The functions of genes predicted from genome sequencing projects must be identified. This relies greatly on the analysis of loss-of-function phenotypes. Conventional gene-targeting techniques generate loss-of-function mutations by permanently deleting the specific gene of interest or by rendering it nonfunctional. However, this strategy falls short for two groups of genes: essential genes and pleiotropic genes. The former are required for viability and the latter function at multiple times and/or different places in the life cycle of an organism. In contrast to conventional gene knock-outs, heat-sensitive mutations (traditionally known as temperature-sensitive (TS) mutations) are powerful tools to study the functions of all genes. This includes both essential and pleiotropic genes, because TS mutations are reversible and easy to use. However, TS alleles are rare and difficult to generate and identify, and this has limited their use in most multicellular organisms. To address this deficiency, one of the goals of my lab is to generate a collection of widely applicable genetic/molecular tools to conditionally ablate protein function(s), including the following:

1. Generating Conditional Mutations Using Temperature-sensitive Intein Alleles .
2. One Step Assembling of Multi-DNA Segments Using Split-marker-mediated Cloning
3. Directly Introducing TS Intein into a Gene of Interest
4. Insect Control with TS Inteins
5. Generating Destabilizing Inteins or Cold-Sensitive Inteins

Mechanism of incomplete cytokinesis during gametogenesis

Our lab is also interested in studying the mechanism of incomplete cytokinesis during gametogenesis. Incomplete cytokinesis is a special kind of cytokinesis and a hallmark of germline stem cell differentiation. Incomplete cytokinesis is a nearly universal process during spermatogenesis; and plays an essential role in oogenesis in Drosophila, humans and other species. Incomplete cytokinesis occurs when the cleavage furrow fails to close completely during cell division. Resulting daughter cells remain interconnected via the cleavage furrow that is subsequently modified and becomes a ring canal. The mechanism mediating arrest of cleavage furrow constriction is unknown. Our studies of IC in wild type flies (Ong and Tan, 2010) has set up a foundation for studying IC on the molecular level in this organism. Furthermore, we have identified the first gene involved in cytokinesis arrest (Ong et al. 2010). By elucidating the mechanism of incomplete cytokinesis in Drosophila, we hope to further our understanding of gametogenesis and stem cell differentiation, as well as to gain insight into infertility pathologies.

Select Publications

Tan C and Tomkins J. 2015. Information processing differences between bacteria and eukarya – implications for the myth of eukaryogenesis, Answers Research Journal. 143–162.

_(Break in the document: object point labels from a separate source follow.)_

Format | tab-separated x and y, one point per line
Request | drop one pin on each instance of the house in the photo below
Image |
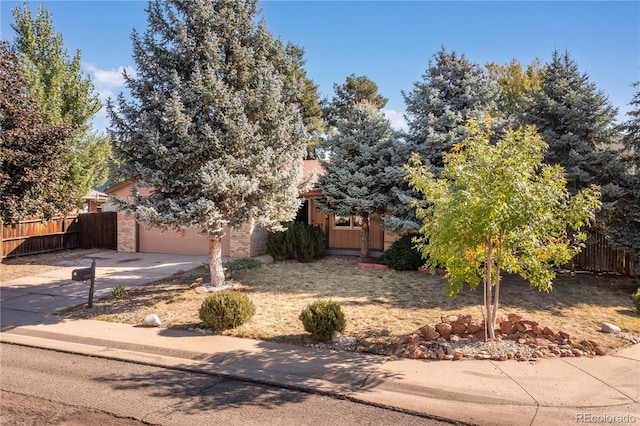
93	201
342	233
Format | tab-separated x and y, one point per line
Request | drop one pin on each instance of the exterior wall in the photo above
190	241
343	238
127	233
259	241
390	238
248	241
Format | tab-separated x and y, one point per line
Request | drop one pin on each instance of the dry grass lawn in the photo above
380	305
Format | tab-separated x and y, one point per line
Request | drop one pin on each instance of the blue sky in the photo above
391	42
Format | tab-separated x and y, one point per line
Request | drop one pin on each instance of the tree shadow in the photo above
216	381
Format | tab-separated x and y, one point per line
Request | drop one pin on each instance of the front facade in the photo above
248	241
341	233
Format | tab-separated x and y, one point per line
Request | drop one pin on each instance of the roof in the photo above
97	196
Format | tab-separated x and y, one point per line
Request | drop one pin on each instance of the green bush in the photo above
636	299
299	241
225	310
239	265
402	255
321	318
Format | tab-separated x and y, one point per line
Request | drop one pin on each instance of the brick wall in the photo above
248	241
259	241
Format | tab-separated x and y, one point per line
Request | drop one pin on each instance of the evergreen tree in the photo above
355	182
355	89
32	153
623	219
515	83
579	124
64	96
214	127
310	107
452	92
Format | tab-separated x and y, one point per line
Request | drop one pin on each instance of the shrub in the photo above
299	241
402	255
636	299
225	310
321	318
239	265
118	292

Tan C and Tomkins J. 2015. Information processing differences between archaea and eukaryotes – implications for the myth of homologs and eukaryogenesis. Answers Research Journal. 121–141.

Yamamoto S, Bayat, V, Bellen H, and Tan C. 2013. Protein Phosphatase 1ß Limits Ring Canal Constriction During Drosophila Germline Cyst Formation. PLoS One. 8

Ong S, Foote C, and Tan C. Mutations of DMYPT cause over constriction of contractile rings and ring canals during drosophila germline cyst formation. Dev. Biol. 346: 161-9.

Tan G and Tan C. 2010. SMC, a simple method to rapidly assemble multiple fragments into one construct. Frontiers in Bioscience. E2: 1105-1114.

Ong S and Tan C. 2009. Germline cyst formation and incomplete cytokinesis during Drosophila melanogaster oogenesis. Dev. Biol. 337: 84-98.

Tan G, Chen M, Foote C, and Tan C. 2009. Temperature-sensitive mutations made easy – generating conditional mutations by using TS-inteins that function within different temperature ranges. Genetics. 183(1): 13-22.